For years, The New York Times has engaged in advocacy journalism regarding the peace process, as part of its general coverage geared to indicting Israel. (See, for example, “New York Times Plays Blame Game on Negotiations Impasse” “New York Times Promotes (Actual) Palestinian Talking Point” “New York Times Selective About Apportioning Blame in the Arab-Israeli Conflict” and “The New York Times Guide to Peace Negotiations.”)
Correspondents Jodi Rudoren and Isabel Kershner’s current post-mortem on the latest US-brokered Israeli-Palestinian peace negotiations, entitled “Arc of a Failed Deal: How Nine Months of Mideast Talks Ended in Disarray,” once again displays the abandonment of journalistic objectivity in the quest to blame Israel.

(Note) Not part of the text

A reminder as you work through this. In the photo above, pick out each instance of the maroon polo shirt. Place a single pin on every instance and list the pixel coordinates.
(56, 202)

This overtly partisan article could more aptly have been entitled “How Israel Undermined the Peace Process,” or “It’s All About Israeli Settlements” or “Let’s Blame Netanyahu and Justify Abbas.”
But Mr. Netanyahu refused to risk alienating Israel’s right wing by restraining construction in West Bank and East Jerusalem settlements.
…The first turning point came Nov. 5. After the second of Israel’s four promised batches of prisoners were released, amid anguished protests in Jerusalem, various plans for nearly 20,000 settlement units were pushed forward over five days (some were later withdrawn)…. [emphasis added]…Tzipi Livni acknowledged that continued settlement construction was a problem…. [emphasis added]
… Mr. Kerry condemned the construction. [emphasis added]
Mr. Abbas, looking for a dignified exit from the public stage and furious over the settlement building, never responded to the ideas Mr. Kerry’s team had formulated for a framework to guide further negotiations.…
“He had shut down,” said one of several American officials interviewed. “As he comes to the end of his life and certainly the end of his term in office, he’s fed up.”
“His experience in the last nine months, of settlements gone wild,” this official added, ” I think has just convinced him that he doesn’t have a partner.”
But the next day, Palestine Liberation Organization leaders held hands aloft with those from Hamas. Israel immediately canceled the scheduled negotiating session, and 24 hours later, froze talks indefinitely.